パタヤはコロナの前には1日に4,000人から5,000人の観光客が訪れ、お酒だけで50万バーツもの売り上げがあった。しかし、アルコール禁止になって以降はわずか1日300人程度の観光客しか訪れなくなり、観光産業は大打撃を受けている。

Thaiger

数か月前にパタヤに行った際には、多くのコンビニまでが閉まっていて、街はゴーストタウンのようになっていました。もっとも、最近はタイ人客が週末に来るようになり、ちょっとは上向いてきているようですが…。

ところで、もう数年前になりますが、全国住宅産業協会と関西住宅産業協会が主催する不動産投資セミナーに招かれ、東京と大阪それぞれでバンコクの不動産市場について講演をさせてもらったことがあります。

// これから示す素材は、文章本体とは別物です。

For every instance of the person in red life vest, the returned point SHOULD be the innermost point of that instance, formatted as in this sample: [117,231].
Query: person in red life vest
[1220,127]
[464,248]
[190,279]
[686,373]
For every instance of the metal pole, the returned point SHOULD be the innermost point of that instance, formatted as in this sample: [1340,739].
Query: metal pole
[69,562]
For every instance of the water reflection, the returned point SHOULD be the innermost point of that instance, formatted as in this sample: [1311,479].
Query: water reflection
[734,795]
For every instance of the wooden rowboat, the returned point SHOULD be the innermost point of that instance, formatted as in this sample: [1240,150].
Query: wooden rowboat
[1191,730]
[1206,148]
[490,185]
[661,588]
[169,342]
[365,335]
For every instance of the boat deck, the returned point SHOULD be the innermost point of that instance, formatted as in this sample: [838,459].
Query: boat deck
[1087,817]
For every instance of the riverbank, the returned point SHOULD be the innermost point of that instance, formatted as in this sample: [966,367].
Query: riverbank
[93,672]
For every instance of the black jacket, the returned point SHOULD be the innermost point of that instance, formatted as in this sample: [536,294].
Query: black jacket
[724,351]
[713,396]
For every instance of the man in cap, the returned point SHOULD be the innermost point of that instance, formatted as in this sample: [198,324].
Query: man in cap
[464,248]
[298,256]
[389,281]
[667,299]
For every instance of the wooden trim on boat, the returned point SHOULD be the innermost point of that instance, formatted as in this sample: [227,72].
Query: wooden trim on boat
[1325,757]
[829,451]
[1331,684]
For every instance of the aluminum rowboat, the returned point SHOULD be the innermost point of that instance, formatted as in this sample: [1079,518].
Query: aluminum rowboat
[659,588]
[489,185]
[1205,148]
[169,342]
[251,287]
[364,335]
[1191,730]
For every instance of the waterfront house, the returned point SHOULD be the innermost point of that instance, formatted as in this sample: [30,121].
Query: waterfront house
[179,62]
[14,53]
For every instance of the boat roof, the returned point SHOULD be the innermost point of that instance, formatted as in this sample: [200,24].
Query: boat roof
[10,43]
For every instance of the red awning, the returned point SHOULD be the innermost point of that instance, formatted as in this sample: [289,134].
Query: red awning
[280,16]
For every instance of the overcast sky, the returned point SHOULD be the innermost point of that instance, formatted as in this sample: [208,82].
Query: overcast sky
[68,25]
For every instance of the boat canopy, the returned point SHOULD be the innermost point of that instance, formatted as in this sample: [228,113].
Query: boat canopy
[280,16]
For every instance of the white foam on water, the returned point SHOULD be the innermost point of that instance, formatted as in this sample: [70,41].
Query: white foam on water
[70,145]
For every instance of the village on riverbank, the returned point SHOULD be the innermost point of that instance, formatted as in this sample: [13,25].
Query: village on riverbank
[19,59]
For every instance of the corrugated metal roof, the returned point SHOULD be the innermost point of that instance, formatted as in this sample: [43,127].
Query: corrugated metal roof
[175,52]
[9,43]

その際、当時建設中であったジョムティエンビーチの高層コンドミニアムのデベロッパーも来ており、欧米系の販売会社がそのプロジェクトのプレゼンをする中、私が通訳を引き受けたのですが、その後のコロナ禍で売れ行きが伸びなかったのか、つい先日、オンヌットのロータスに買い物に行ったら販売ブースができているのに気が付きました。こんなところまできているのなら、きっと販売に苦労しているのだろうなと思った次第ですが、今のパタヤの惨状を見たらこれも納得できます。

しかし、ここでやっとチョンブリもブルーゾーンに指定され、バンコクと同様、レストランでのアルコール販売が可能になりました。これで1日に300人しか観光客が来ないなどということはもうなくなるだろうと思います。

ただ、同時にホアヒンとチェンマイもブルーゾーンに指定されたのでお酒が飲めるようになりましたが、残念ながらパタヤにとってはこれら2つの街よりもバーやパブ、カラオケといったナイトライフの存在は重要であり、これらの店が年内にオープンすることはないので、まだまだ苦しい時期は続きそうです。